February 22, 2017

DOE Supports Mueller’s Research With Two Awards

Dr. Frank Mueller, professor of computer science at NC State University, has recently received two awards from the Lawrence Livermore National Laboratory via the US Department of Energy.
Mueller’s first proposal, “HPC Power Modeling and Active Control,” received $386,290, and will run from October 25, 2016 through September 30, 2019.
Abstract - As we approach the exascale era, power has become a primary bottleneck. The US Department of Energy has set a power constraint of 20MW on each exascale machine.
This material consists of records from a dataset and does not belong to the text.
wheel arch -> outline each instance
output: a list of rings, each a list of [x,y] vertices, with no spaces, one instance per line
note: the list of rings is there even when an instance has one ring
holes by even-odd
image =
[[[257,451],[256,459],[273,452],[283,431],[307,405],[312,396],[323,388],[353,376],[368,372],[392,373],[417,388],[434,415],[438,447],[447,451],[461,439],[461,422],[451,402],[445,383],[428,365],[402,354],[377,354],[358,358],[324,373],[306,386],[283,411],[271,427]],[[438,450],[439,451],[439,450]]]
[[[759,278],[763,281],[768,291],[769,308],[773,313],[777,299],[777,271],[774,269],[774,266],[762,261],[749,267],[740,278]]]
To be able achieve one exaflop in 20MW,it is necessary that we use power intelligently to maximize performance under a power constraint.  In this work, we propose to alleviate the shortcomings of current HPC systems in addressing power constraints by (1) power-aware machine partitioning, (2) power-constrained job scheduling, (3) systematic provisioning and procurement of hardware under a power cap, (4)modeling of network, deep memories, and storage, as well as (5)investigating the inter-dependence between power and cooling.
The second proposal, “Failure Prediction and Exact Localization,” received $84,684, and will run from October 18, 2016 through August 16, 2017.
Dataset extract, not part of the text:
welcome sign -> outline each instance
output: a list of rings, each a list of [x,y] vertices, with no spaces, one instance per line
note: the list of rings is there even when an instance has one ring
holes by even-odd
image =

Abstract – Extreme-scale computing platforms are increasingly suffering from job failures due to hardware and software faults. Past work has predicted system availability but cannot predicting the locality of failures.
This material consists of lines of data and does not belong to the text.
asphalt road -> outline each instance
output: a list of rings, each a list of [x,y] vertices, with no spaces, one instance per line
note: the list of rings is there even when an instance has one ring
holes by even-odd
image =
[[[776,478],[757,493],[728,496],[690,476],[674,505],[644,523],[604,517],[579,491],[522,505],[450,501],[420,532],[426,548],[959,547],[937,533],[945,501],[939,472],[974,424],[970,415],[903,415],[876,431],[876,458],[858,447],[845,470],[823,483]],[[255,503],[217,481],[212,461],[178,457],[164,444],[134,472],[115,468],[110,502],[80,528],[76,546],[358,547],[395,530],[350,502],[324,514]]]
The objective of this work is to assess the potential of machine learning techniques for pinpointing failures before they happen with high true positive and low false positive rates. We propose to employ a combination of machine learning (ML) techniques for offline training followed by online real-time prediction of failure locations in a timely manner to take preemptive measurements and ``work around'' predicted trouble spots (nodes, network links/switches).